Fight for babies or career

As part of cooperation with journalists within the project “Strengthening Legal Aid Providers to Fight Gender-Based Discrimination in the Labor Market in BiH”, we bring you a text by journalist Nejra Hasečić about women who go through the process of in vitro fertilization in the labor market.

Family or career – this is often the choice that women in Bosnia and Herzegovina (BiH) have to make. The situation is even more difficult for women who are unable to conceive naturally and opt for the process of biomedically assisted insemination. Resignations, giving up business offers, looking for new jobs that would not greatly affect the treatment of infertility or hiding the fact that she underwent the process of in vitro fertilization, are some of the fears faced by women in BiH who start the procedure of in vitro fertilization.

This is shown by the case of the forty-one-year-old activist Indiana Husić-Šabanović from Sarajevo, who ten years ago, from the fifth attempt at in vitro fertilization, managed to get pregnant and become the mother of twins. For Discriminacija.ba, she remembered that period and said that the process of in vitro fertilization affected her business career.
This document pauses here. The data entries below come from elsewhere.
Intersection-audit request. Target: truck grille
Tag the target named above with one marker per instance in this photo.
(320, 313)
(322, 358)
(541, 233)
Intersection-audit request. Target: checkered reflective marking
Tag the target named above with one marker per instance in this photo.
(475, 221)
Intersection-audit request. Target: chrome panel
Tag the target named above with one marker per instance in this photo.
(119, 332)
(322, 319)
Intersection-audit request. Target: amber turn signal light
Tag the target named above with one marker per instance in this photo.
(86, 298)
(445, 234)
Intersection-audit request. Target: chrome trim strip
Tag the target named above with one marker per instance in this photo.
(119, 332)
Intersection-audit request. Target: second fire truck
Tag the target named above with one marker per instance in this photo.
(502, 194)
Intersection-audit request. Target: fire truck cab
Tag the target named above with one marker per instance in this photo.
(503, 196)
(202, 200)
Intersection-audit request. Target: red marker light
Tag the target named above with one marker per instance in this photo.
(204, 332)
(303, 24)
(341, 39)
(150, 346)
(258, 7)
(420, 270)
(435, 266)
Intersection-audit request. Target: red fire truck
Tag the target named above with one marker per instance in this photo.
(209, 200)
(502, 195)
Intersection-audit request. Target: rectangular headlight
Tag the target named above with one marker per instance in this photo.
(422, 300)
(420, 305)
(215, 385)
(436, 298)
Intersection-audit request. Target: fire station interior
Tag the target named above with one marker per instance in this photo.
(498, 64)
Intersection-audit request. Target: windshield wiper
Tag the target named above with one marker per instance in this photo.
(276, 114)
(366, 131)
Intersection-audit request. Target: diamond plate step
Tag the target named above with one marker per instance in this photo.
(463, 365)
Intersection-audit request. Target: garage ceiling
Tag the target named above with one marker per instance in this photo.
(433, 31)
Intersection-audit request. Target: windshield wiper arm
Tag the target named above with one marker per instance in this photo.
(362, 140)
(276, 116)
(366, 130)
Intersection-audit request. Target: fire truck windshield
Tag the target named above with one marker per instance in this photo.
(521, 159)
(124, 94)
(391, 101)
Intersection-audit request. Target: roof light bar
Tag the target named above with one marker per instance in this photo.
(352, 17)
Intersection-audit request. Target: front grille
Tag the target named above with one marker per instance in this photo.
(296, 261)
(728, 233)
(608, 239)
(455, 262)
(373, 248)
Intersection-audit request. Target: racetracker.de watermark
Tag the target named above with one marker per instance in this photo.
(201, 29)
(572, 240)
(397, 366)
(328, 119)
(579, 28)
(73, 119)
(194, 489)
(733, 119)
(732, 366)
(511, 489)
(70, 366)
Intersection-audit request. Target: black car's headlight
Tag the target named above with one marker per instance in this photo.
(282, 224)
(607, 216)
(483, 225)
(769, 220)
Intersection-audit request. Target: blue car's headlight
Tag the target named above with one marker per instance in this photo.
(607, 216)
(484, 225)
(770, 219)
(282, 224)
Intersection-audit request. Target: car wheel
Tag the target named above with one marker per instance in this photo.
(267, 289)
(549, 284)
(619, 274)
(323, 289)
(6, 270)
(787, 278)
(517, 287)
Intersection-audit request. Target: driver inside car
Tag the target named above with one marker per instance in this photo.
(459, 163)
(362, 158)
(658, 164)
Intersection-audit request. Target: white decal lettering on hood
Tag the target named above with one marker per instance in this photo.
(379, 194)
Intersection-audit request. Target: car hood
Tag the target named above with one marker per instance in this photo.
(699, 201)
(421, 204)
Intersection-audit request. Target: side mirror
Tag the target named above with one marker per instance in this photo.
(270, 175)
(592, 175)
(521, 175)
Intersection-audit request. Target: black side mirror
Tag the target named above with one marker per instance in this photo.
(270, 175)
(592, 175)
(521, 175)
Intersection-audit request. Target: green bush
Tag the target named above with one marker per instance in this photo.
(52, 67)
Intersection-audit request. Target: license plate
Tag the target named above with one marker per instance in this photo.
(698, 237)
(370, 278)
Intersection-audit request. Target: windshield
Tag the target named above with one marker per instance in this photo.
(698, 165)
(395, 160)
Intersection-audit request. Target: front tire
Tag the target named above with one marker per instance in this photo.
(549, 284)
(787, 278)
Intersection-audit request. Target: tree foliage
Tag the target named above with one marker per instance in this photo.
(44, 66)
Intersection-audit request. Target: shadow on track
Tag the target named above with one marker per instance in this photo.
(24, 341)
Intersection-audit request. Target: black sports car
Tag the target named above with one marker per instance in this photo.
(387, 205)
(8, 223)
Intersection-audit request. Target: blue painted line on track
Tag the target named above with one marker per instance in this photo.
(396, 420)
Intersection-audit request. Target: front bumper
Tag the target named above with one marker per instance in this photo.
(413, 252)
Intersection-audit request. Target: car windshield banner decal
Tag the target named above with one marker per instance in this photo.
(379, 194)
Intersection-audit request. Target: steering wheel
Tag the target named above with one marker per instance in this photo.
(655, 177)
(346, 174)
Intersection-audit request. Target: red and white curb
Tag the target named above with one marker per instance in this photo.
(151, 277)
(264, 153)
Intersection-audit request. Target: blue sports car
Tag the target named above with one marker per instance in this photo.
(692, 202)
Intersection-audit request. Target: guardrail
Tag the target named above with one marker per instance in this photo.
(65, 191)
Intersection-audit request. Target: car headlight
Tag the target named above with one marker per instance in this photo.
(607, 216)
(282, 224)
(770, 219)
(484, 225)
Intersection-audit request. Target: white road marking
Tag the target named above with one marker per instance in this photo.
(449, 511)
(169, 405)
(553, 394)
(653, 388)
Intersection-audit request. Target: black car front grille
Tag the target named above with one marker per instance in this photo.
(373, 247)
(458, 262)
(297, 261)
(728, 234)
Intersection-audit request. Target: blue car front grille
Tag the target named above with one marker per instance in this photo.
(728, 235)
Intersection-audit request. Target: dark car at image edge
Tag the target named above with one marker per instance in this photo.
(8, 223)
“The process itself is quite tiring. It is mentally exhausting and when you are constantly in the process of treatment, it is terribly inconvenient to combine that with work,” says Husić-Šabanović, who, at the time, was doing part-time work under work contracts.

The earnings from such jobs were not enough to pay for the treatment process that lasted more than six years, and there was no reimbursement from the health insurance institute then. Each procedure, he says, cost from six to eight thousand BAM.

“First you spend your savings, then you take out loans. After that, your family starts lending you money, because you get into a situation where you cannot even take out a loan,” she adds, emphasizing that the process of in vitro fertilization had a major impact on her business career.

Career neglect

During her many years of activist involvement, Husić-Šabanović was surrounded by numerous women who also went through the process of in vitro fertilization. The experiences of those who were employed at the time, as he says, “were terrible” and no woman who went through the process of in vitro fertilization progressed in her job during the process and women, for the most part, “neglected their careers”.

“Some had problems because they could not go out on time for examinations, so they could not take sick leave. There were a lot of them who were employed and whose contract was not extended, who had a fixed-term contract. My colleagues who were employed had problems because they had to go to the toilet at work and apply that injection. Then talk started that they were taking drugs at work, etc., says Husić-Šabanović.

All this, she says, creates additional stress that can have a negative impact on the in vitro fertilization procedure itself.

Like many other women, Indiana Husić-Šabanović refused business offers for years because she could not reconcile her business career with the painstaking multi-year process of in vitro fertilization.

“I was giving up jobs. I got pregnant at the age of 31, and I started the process at the age of 24. At the age of 31, I became aware that I did not have a permanent job,” she says.

Part-time jobs resulted in her having a lot of work experience today, but no length of service, which, she says, is a priority for most employers in the hiring process. Although her level of education is a higher vocational education (VSS), today she does not work in the profession and does the job of a secondary vocational education (SSS). The biggest reason for this is that due to her part-time jobs, which she decided to do because of the in vitro fertilization process, she was not registered with a university degree.

“Infertility affected my career, in the sense that I worked on part-time contracts, that I did jobs that are on the list of the university degree level, and that later employers do not look at it because it is not recorded anywhere,” she adds.